And she still had the nerve to call me selfish.
Something in me snapped.
I couldn’t restrain what was within me anymore now that she clicked the spiteful switch. “You want to know something crazy, Mom? I’ll tell you something crazy. All those teacher trips Dad told us about are nothing but lies. Dad was sneaking behind your back to Florida to stay there with an underaged STUDENT!”
My mother stumbled back at the revelation, darting her eyes across the room. “I . . .” She trailed off, clutching the rosary that hung above her chest. Her voice was frail and distant like the news had transported her to a different realm where we couldn’t fully reach her senses. “I . . . can’t believe you would disrespect my husband’s name like this for your ex-con!” She slammed a fist against the living room wall in indignation, rattling picture frames and an antique clock that hung above us. “It’s one thing to wrench my heart with your awful prying, but this? Leveraging lies like this to justify your horny hobby is despicable!”

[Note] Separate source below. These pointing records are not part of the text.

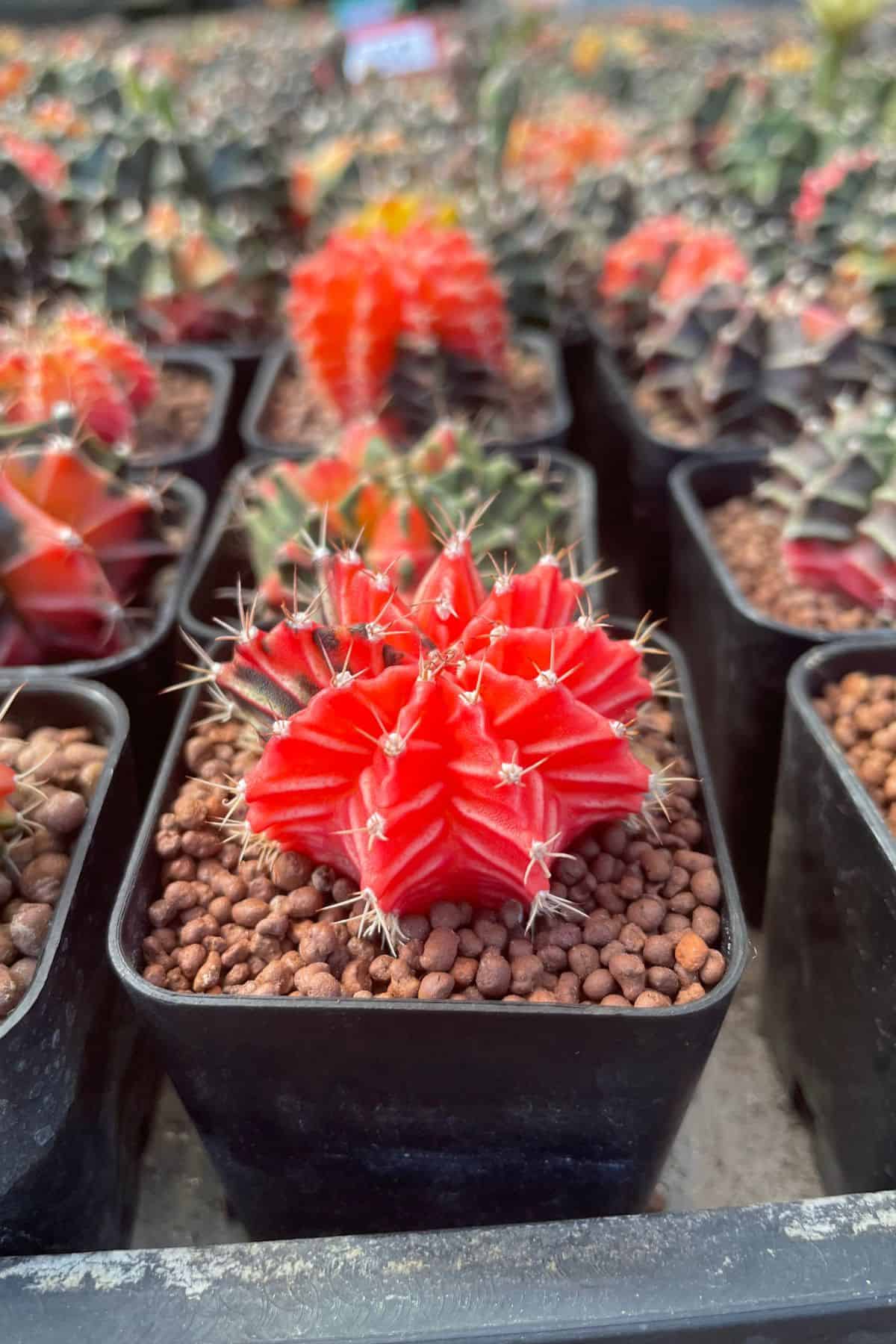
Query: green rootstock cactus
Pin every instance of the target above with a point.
(748, 366)
(837, 487)
(453, 744)
(363, 491)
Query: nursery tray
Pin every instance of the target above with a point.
(739, 662)
(281, 355)
(818, 1272)
(223, 557)
(74, 1093)
(830, 992)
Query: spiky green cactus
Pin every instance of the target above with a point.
(390, 505)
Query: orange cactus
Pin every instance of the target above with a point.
(78, 361)
(553, 151)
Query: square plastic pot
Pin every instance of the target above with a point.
(75, 1086)
(830, 995)
(223, 558)
(281, 356)
(148, 665)
(364, 1116)
(739, 662)
(211, 455)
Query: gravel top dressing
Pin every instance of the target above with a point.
(860, 712)
(748, 537)
(65, 768)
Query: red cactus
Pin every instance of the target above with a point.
(457, 744)
(74, 358)
(37, 161)
(638, 260)
(77, 542)
(709, 257)
(818, 181)
(354, 300)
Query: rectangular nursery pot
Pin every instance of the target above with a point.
(739, 662)
(363, 1116)
(148, 665)
(829, 996)
(223, 557)
(207, 458)
(281, 355)
(75, 1089)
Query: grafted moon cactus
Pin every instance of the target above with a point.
(448, 747)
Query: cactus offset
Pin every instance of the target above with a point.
(662, 261)
(78, 544)
(364, 492)
(75, 359)
(371, 290)
(837, 488)
(455, 744)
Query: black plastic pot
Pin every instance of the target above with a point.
(281, 355)
(361, 1116)
(141, 671)
(210, 457)
(829, 1001)
(739, 662)
(223, 558)
(74, 1086)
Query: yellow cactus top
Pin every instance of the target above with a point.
(394, 214)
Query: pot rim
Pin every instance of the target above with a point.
(734, 918)
(695, 517)
(109, 710)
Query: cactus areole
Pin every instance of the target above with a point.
(447, 747)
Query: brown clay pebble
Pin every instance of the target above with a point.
(440, 951)
(437, 984)
(653, 999)
(598, 986)
(712, 969)
(691, 994)
(494, 976)
(691, 952)
(28, 927)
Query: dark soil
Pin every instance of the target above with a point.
(648, 936)
(178, 416)
(69, 764)
(860, 712)
(293, 417)
(748, 534)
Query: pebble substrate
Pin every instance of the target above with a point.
(178, 416)
(69, 766)
(860, 710)
(748, 535)
(648, 937)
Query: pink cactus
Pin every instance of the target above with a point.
(449, 746)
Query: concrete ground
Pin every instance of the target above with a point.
(742, 1142)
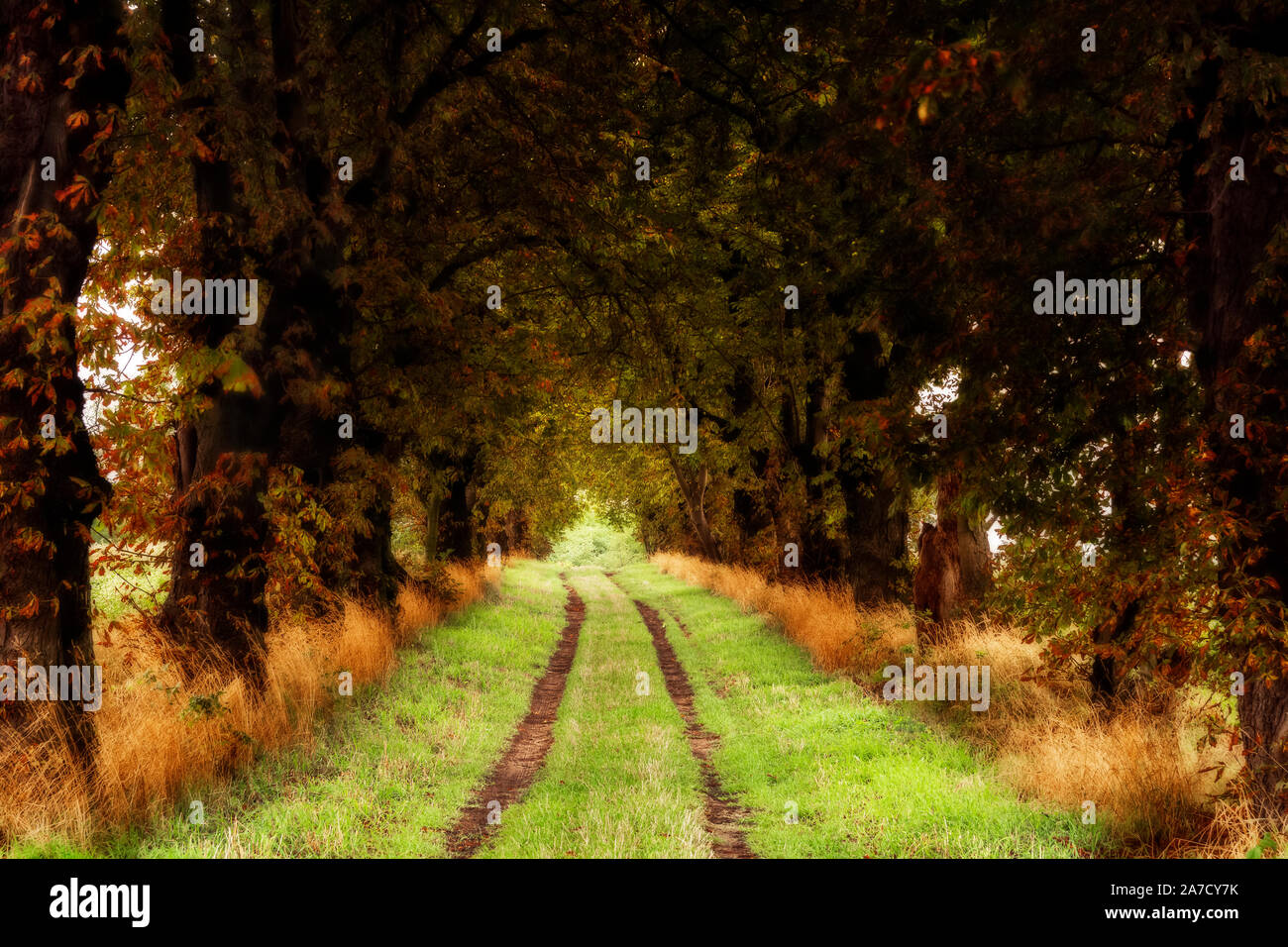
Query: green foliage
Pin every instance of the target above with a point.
(593, 541)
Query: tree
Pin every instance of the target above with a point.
(62, 82)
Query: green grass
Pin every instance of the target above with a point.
(619, 780)
(866, 779)
(390, 772)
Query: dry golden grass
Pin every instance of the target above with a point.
(1150, 787)
(158, 740)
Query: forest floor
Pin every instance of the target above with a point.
(585, 712)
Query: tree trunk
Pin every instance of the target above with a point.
(1104, 664)
(974, 560)
(459, 528)
(51, 488)
(433, 506)
(935, 583)
(695, 493)
(876, 525)
(1233, 226)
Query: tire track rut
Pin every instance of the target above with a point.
(518, 768)
(722, 815)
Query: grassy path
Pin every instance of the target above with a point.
(671, 725)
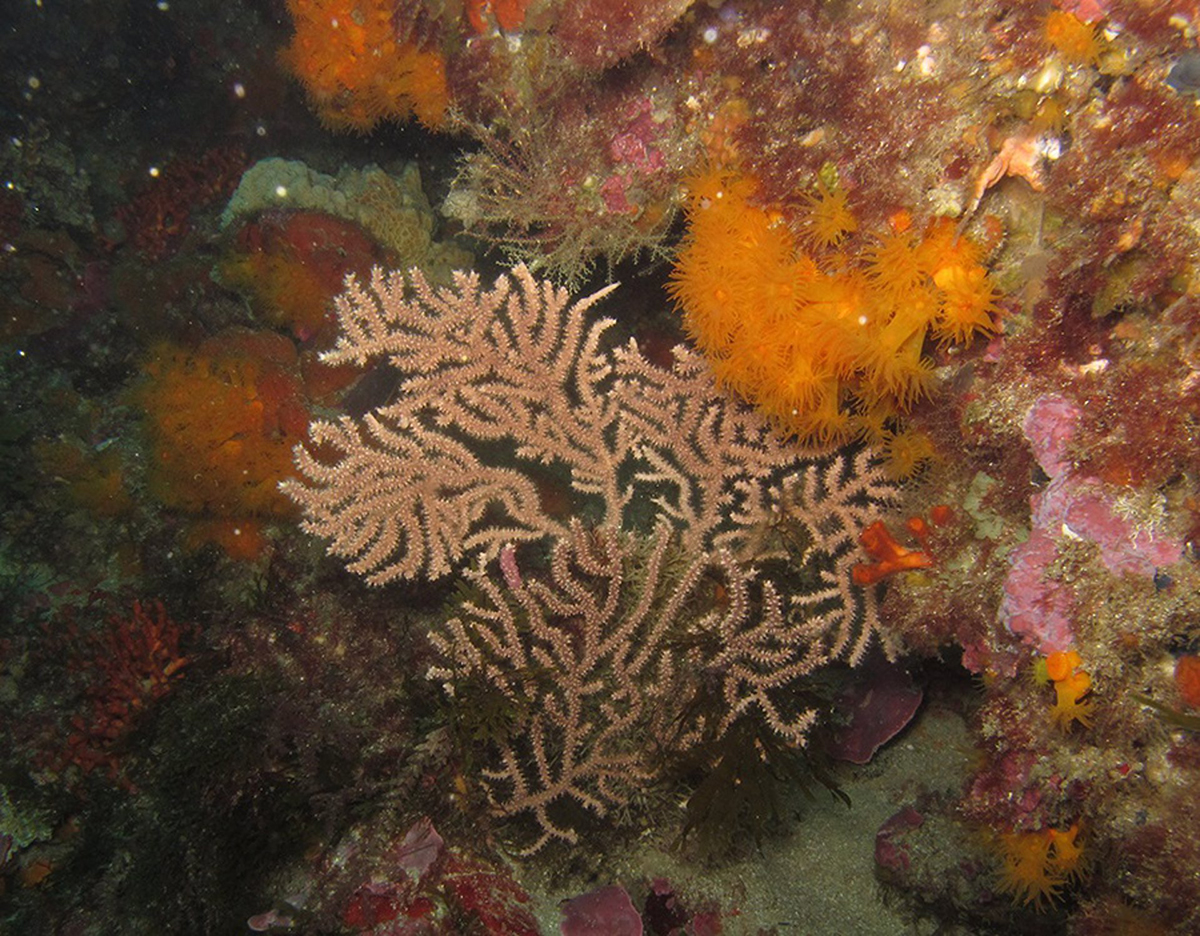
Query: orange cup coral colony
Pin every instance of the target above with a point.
(827, 341)
(355, 71)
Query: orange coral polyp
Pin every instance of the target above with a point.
(828, 346)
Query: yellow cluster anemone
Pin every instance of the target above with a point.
(827, 342)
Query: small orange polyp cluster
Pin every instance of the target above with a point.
(828, 346)
(1071, 684)
(346, 54)
(1039, 864)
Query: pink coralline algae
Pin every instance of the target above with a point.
(891, 853)
(1069, 507)
(604, 912)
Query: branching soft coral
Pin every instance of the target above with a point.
(831, 346)
(355, 71)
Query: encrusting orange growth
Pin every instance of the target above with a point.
(1071, 685)
(1071, 36)
(1187, 679)
(1039, 864)
(355, 71)
(828, 346)
(222, 421)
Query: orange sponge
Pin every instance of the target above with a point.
(355, 71)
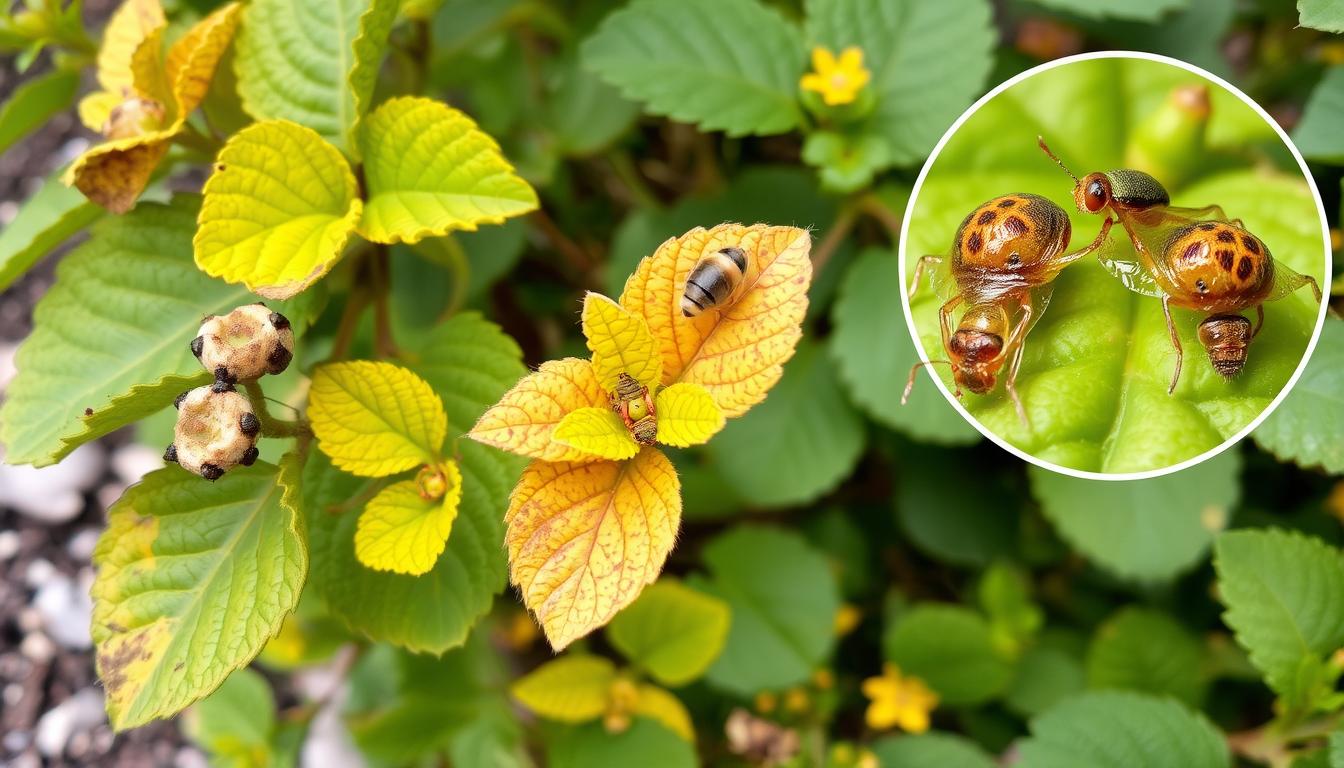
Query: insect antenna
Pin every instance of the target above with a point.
(910, 382)
(1044, 148)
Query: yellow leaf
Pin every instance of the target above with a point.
(524, 420)
(192, 58)
(598, 432)
(620, 342)
(278, 210)
(585, 538)
(663, 706)
(113, 174)
(569, 689)
(402, 531)
(375, 418)
(687, 414)
(127, 28)
(737, 353)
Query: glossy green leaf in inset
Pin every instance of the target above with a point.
(1114, 729)
(952, 650)
(796, 445)
(672, 631)
(723, 65)
(120, 316)
(429, 170)
(1285, 601)
(930, 749)
(278, 210)
(784, 599)
(915, 102)
(874, 353)
(1148, 651)
(1098, 362)
(1144, 530)
(179, 560)
(1308, 424)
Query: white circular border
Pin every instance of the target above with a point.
(1032, 71)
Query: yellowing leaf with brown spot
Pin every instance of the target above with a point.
(278, 210)
(192, 59)
(620, 342)
(569, 689)
(585, 538)
(524, 420)
(375, 418)
(665, 708)
(116, 172)
(127, 28)
(737, 353)
(402, 531)
(687, 414)
(597, 431)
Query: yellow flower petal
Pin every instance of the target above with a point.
(620, 342)
(585, 538)
(598, 432)
(687, 414)
(524, 420)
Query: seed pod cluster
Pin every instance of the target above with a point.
(245, 344)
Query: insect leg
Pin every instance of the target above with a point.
(1171, 328)
(919, 268)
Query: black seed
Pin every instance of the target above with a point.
(278, 359)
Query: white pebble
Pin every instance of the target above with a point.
(53, 494)
(57, 726)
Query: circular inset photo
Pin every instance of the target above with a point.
(1113, 265)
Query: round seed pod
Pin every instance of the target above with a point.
(245, 344)
(215, 432)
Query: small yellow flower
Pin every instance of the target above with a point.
(898, 701)
(839, 81)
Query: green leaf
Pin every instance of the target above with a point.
(1307, 425)
(796, 445)
(1321, 15)
(297, 59)
(784, 599)
(1141, 10)
(1285, 601)
(952, 650)
(1317, 133)
(34, 102)
(192, 580)
(672, 631)
(874, 353)
(928, 749)
(49, 218)
(645, 744)
(237, 722)
(1148, 651)
(1097, 366)
(278, 210)
(725, 65)
(1112, 729)
(569, 689)
(915, 102)
(1143, 530)
(429, 170)
(426, 613)
(122, 312)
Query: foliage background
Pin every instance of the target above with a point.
(1053, 616)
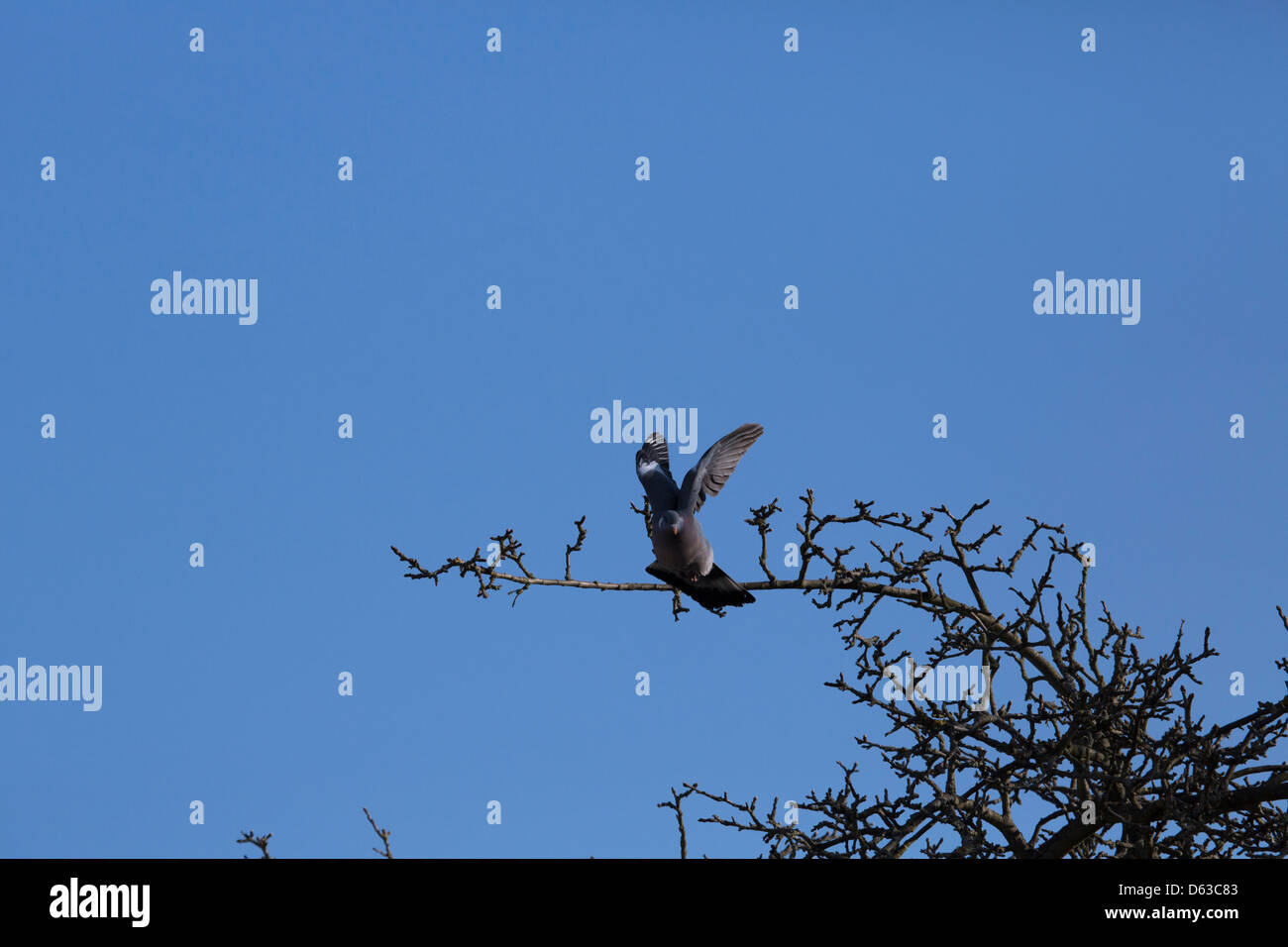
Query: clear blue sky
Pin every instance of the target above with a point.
(518, 169)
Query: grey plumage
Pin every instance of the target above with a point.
(684, 556)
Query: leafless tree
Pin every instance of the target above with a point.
(1098, 751)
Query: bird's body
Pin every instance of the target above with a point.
(684, 556)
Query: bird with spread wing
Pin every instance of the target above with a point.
(684, 558)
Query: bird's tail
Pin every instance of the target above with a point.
(712, 590)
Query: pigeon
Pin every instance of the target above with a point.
(684, 558)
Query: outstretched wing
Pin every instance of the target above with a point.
(716, 466)
(712, 590)
(653, 468)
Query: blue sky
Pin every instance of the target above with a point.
(518, 169)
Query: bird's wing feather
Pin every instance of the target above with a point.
(716, 466)
(653, 468)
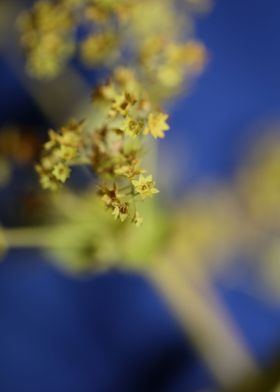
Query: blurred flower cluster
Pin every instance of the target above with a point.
(148, 58)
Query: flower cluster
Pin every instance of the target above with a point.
(47, 37)
(128, 105)
(59, 153)
(113, 27)
(113, 149)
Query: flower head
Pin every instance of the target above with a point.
(145, 186)
(157, 124)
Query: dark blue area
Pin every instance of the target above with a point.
(113, 333)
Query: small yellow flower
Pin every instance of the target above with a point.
(157, 124)
(137, 219)
(145, 186)
(133, 127)
(61, 172)
(67, 152)
(121, 105)
(120, 211)
(128, 171)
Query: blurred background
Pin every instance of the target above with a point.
(220, 167)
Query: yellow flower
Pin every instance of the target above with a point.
(145, 186)
(157, 124)
(133, 127)
(137, 219)
(121, 105)
(67, 152)
(120, 211)
(61, 172)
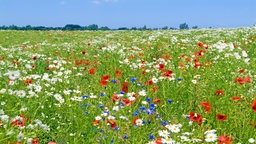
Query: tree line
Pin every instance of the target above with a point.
(92, 27)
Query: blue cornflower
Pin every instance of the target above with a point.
(135, 113)
(101, 130)
(114, 81)
(164, 123)
(138, 84)
(152, 105)
(125, 137)
(169, 101)
(142, 108)
(85, 96)
(101, 106)
(133, 79)
(86, 112)
(116, 128)
(151, 136)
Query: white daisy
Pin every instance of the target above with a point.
(210, 137)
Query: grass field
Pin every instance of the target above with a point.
(134, 87)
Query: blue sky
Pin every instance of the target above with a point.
(129, 13)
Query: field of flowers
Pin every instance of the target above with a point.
(135, 87)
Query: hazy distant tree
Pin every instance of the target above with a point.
(184, 26)
(13, 27)
(144, 27)
(194, 27)
(172, 28)
(165, 28)
(72, 27)
(104, 28)
(92, 27)
(123, 28)
(133, 28)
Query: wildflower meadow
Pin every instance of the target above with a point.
(134, 87)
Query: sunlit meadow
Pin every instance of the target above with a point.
(86, 87)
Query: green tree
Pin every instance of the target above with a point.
(92, 27)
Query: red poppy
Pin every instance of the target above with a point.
(206, 106)
(112, 123)
(91, 71)
(155, 88)
(159, 141)
(103, 82)
(28, 82)
(35, 141)
(195, 117)
(254, 105)
(167, 73)
(96, 122)
(134, 120)
(236, 98)
(150, 82)
(200, 44)
(224, 139)
(83, 52)
(125, 87)
(221, 117)
(219, 92)
(207, 64)
(241, 71)
(156, 100)
(105, 78)
(19, 122)
(243, 80)
(160, 66)
(115, 98)
(127, 102)
(118, 73)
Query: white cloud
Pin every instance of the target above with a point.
(111, 0)
(63, 2)
(96, 1)
(103, 1)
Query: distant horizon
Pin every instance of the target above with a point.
(177, 27)
(129, 13)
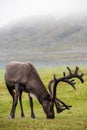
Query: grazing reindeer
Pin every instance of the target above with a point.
(21, 77)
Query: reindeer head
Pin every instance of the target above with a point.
(52, 99)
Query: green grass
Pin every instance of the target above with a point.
(74, 119)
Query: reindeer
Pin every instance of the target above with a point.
(20, 76)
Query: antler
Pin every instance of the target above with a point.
(67, 80)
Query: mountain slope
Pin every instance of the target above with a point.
(45, 42)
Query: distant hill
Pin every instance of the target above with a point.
(45, 42)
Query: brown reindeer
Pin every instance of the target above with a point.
(21, 77)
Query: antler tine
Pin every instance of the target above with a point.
(49, 86)
(71, 82)
(77, 69)
(81, 78)
(69, 70)
(64, 74)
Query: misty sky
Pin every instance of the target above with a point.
(14, 10)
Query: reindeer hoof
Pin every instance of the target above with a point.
(60, 110)
(12, 117)
(23, 116)
(33, 117)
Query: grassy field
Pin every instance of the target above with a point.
(74, 119)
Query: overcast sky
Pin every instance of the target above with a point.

I blinked my eyes in shock. Out of what I just said, the only takeaway she had was to grasp at the whole “you and this ex-con” position again? I was about to call her out on her inane hypocrisy when Ethan butted in to give his own two cents.
“Ms. Hudson, I really don’t want to get involved in your personal matters, but I think you need to know abo—”
“Then don’t involve yourself in my business. You have NO right to speak to the wife of the man you killed!” she bellowed. “Now get out of my house or I’ll call the police!”
Pushing past my hysterical mother, I stomped up the stairs. “Ethan, please wait for me outside. I’m just using the bathroom real quick.”
“Do you not speak English?” my mom nagged. “GET OUT OF MY HOUSE!”
She waved Ethan away like she was shooing away a fly. My chest panged to see him be piled up on like this, but when I met the top point of the stairwell, I snuck him a quick wink that everything was okay between us.
Raising his hands in the air, Ethan backed away slowly as my mother moved her tantrum to the backyard. I figured she’d turn to her roses to vent her frustration—just like she always did.
Reaching the second-floor hallway, my gaze snapped to the right. The imposing double doors of my parents’ bedroom seemed to mock me with their Victorian splendor. With reluctance, I grasped the brass handles and tiptoed inside.
The room appeared just as my mother typically left it. Her cosmetics were scattered across the makeup table, and her signature shawl hung on the back of the usual upholstered chair.
I made a beeline for the closet, where I’d previously found my father’s keepsakes. Sure enough, his school yearbooks were sandwiched between photographs, obituary letters, and other documents.
That trip had been fifteen years ago, so I had to look for anything from the school year just before that summer. A cold chill ran down my spine as it dawned on me what I was really searching for: not a nostalgic trip down memory lane, but a picture of an underage girl my dad was involved with.
The door, left slightly ajar, allowed me to hear movement from the backyard door to the living room below. My sign to get the hell out.
Grabbing the latest yearbook my father had, I bolted from the master bedroom, gently closing the door behind me. My timing was impeccable, allowing me to descend the stairs nonchalantly just as my mother began her ascent. Neither of us spoke, an electric tension hanging between us.
I wasn’t sure when I’d next set foot in this house—or if I’d even be allowed to. However, I knew that upon my return, my perception of our once intact family would be irreversibly scarred.
Ethan had said we’d watched him burn that fateful day in court. Karma’s a bitch, and now I guess it was my turn to feel the heat.
This shitty world would watch me burn. But after what had happened to Ethan . . . fair enough.
Chapter 22
Ethan
The condo kitchen island we’d doubled as a research table was flush with papers. We had found a picture of Lisa in only moments, and those dark bangs and nose piercing matched the girl to from the hotel to a T. But we still decided to rifle through the yearbook for every single girl with similar traits, just to be 100% sure it was Lisa.
According to Anna, John Hudson was coaching the senior girls’ basketball team at the time of his death.
“How about we see if there are any other pictures of Lisa on the junior girls’ basketball team?”
I lurched to find the appropriate page.
And who would’ve guessed who we found in the middle of a group photograph? With her thick black bangs and piercing, a smiley black-haired girl was posed beside Anna’s dad and teammates in a congratulatory huddle for some type of tournament.
Lisa.
“It’s Lisa!” Anna blurted.
Looking at her outside of a pixelated recording, I felt even weirder knowing that she’d shared a room with Anna’s father. She was strung up in the geeky type of orthodontic headgear you’d only see used as braces in teen movies, and her rosy, freckled cheeks made her come across as years younger than a sixteen-year-old student.